Leslie S. Klinger (Hrsg.): H. P. Lovecraft - Das Werk (Buch)

Leslie S. Klinger (Hrsg.)
H. P. Lovecraft - Das Werk
(A New Annotated H. P. Lovecraft)
Übersetzung: Andreas Fliedner & Alexander Pechmann
Titelbild: Jonathan Gray
Tor, 2017, Hardcover, 912 Seiten, 68,00 EUR, ISBN 978-3-596-03708-7

Rezension von Carsten Kuhr

Was ist das für ein Buch, das da in einem riesigen Format und mit mehreren Kilogramm auf meinem Schreibtisch gelandet ist? Ist es einmal mehr ein Band über das Leben des Einsiedlers aus Providence, oder ist es doch eher eine Werksausgabe und brauchen wir wirklich eine weitere Edition der Geschichten um die Großen Alten? Fragen, die mich umtrieben, als ich mich des Buches annahm. Nun, die Storys von H. P. Lovecraft haben auch in ihrer deutschen Übersetzung eine lange Tradition hinter sich. Zunächst in der legendären, von Kalju Kirde herausgegebenen und grünem Papier gedruckten „Bibliothek des Hauses Usher“ erschienen, legte in den Folgejahren der Suhrkamp Verlag die Bände in Taschenbuchausgaben immer wieder neu auf.

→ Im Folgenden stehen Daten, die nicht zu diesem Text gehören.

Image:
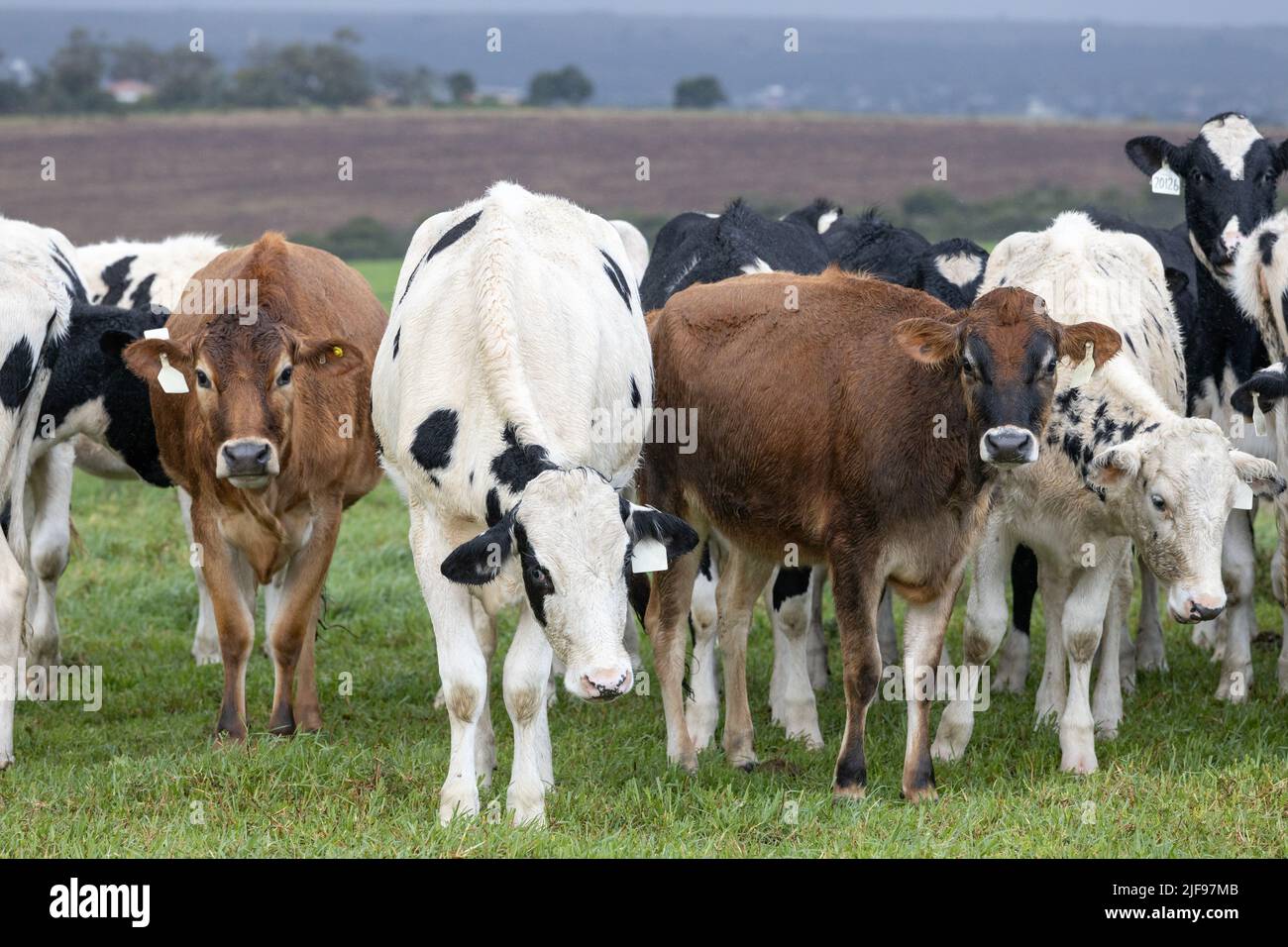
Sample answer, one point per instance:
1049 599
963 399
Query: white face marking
1231 140
958 269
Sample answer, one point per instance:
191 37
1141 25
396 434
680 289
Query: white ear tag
1082 373
648 556
1258 416
1166 182
170 379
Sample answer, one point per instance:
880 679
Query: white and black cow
1128 468
1231 175
1261 287
510 395
38 283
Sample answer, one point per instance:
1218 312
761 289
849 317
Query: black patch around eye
432 446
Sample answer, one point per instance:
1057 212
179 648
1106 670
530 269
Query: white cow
510 395
38 283
1127 468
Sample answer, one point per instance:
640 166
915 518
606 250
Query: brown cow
273 440
862 431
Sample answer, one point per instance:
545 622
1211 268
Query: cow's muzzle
248 463
1008 446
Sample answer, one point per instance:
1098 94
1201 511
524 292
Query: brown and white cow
271 441
907 408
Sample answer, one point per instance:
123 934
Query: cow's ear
1258 474
673 532
1115 467
480 561
927 341
143 356
1149 153
1269 384
329 356
1106 342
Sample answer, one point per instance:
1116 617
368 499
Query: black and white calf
510 395
1231 174
38 285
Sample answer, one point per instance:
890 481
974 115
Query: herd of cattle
871 410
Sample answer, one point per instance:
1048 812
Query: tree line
84 75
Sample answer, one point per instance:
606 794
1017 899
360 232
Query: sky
1172 13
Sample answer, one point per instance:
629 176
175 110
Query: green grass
1188 776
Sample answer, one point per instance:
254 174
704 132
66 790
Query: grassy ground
1186 777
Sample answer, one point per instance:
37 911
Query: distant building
129 91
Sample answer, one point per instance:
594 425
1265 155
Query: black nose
1202 613
248 459
1009 445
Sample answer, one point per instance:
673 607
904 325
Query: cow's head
1006 350
1173 487
245 377
572 539
1231 175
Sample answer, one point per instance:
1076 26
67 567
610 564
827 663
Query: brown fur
310 305
816 428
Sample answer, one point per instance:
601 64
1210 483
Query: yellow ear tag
1082 373
1258 416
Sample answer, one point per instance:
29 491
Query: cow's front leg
741 581
1237 571
923 628
13 595
986 625
51 489
295 618
524 681
1081 628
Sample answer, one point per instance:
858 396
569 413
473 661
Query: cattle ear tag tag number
1258 416
170 379
1166 182
648 556
1082 373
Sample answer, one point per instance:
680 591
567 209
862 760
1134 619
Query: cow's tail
494 304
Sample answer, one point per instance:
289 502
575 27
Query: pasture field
1186 777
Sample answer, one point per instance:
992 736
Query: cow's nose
1009 445
605 684
248 458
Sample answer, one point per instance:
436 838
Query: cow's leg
665 621
524 680
1013 664
1237 571
1150 652
1054 688
1081 626
702 709
983 630
741 581
857 591
795 709
818 672
1107 707
923 628
296 615
13 596
231 581
888 639
205 642
51 489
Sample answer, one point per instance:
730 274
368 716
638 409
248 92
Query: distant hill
1038 69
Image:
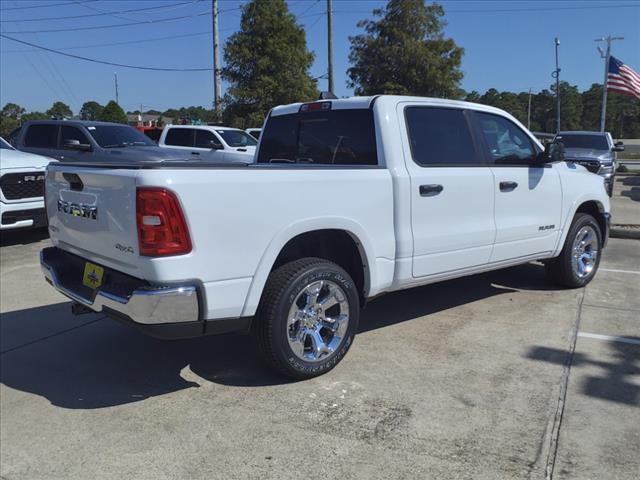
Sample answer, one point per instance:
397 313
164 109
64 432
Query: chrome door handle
430 190
508 186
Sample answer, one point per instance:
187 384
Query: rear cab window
180 137
69 133
320 137
205 139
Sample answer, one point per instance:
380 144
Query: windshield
110 136
237 138
4 145
592 142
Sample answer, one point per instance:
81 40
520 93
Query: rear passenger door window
180 137
207 139
440 137
505 143
41 136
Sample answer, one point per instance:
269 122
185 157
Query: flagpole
607 56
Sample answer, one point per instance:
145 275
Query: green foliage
91 110
34 116
200 113
59 110
112 112
578 111
405 53
267 63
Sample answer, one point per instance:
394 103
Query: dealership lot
472 378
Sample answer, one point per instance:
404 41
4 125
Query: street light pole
529 112
330 45
115 78
556 74
217 83
607 56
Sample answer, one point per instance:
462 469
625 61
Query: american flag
622 78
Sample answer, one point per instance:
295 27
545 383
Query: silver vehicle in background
595 151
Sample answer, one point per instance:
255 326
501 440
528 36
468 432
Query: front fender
603 207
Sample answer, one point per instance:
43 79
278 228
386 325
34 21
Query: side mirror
76 145
553 152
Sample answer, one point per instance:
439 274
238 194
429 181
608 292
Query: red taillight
162 229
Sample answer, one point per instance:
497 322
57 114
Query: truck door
528 197
452 194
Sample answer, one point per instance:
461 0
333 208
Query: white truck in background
21 188
210 143
347 199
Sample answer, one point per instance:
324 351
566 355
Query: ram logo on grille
33 178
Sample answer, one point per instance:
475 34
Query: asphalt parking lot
499 375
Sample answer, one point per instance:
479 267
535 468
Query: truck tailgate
92 212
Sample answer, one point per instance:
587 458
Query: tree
35 116
267 63
59 110
10 116
112 112
405 53
91 110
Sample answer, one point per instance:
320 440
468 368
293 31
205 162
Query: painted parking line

Später folgten die Werkseditionen innerhalb der Edition Phantasia und im Haus des Horrors, dem Verlag Frank Festa. Danach wagte sich auch der Golkonda Verlag an eine Neuübertragung eines ersten Bandes. Fragt man mich, welche Editionen ich empfehlend würde, so ist meines Erachtens klar zu unterscheiden; dem Sammler sei die teure Ausgabe der Edition Phantasia angeraten, die für meinen Geschmack stimmigste Übertragung der Geschichten wartet bei Festa auf den Rezipienten.

Ist da überhaupt noch Platz für eine weitere Werksedition und braucht es diese überhaupt? Nun, zunächst ist festzuhalten, dass der übergroße Band nicht alle Geschichten des Meisters enthält. Nur zweiundzwanzig der subjektiv in den Augen des Herausgebers besten Arkham-Erzählungen fanden Aufnahme, diese wurden dann aber nicht nur ansprechend neu übersetzt, sondern auch auf dem breiten Rand immer wieder von Klinger in rotem Druck kommentiert und erläutert.

Dazu runden unzählige Illustrationen und Fotos den Text ab. So gibt es Titelbilder ebenso zu bestaunen wie Photos der Originalmanuskripte Lovecrafts, Bilder von Handlungsorten und Quellen. Im Anhang wird unter anderem die Geschichte des „Necronomicon“ beleuchtet, es gibt einen Stammbaum der Alten Rassen, eine Zeittafel und auch auf die deutschen Veröffentlichungen Lovecrafts wird in einem extra Kapitel eingegangen.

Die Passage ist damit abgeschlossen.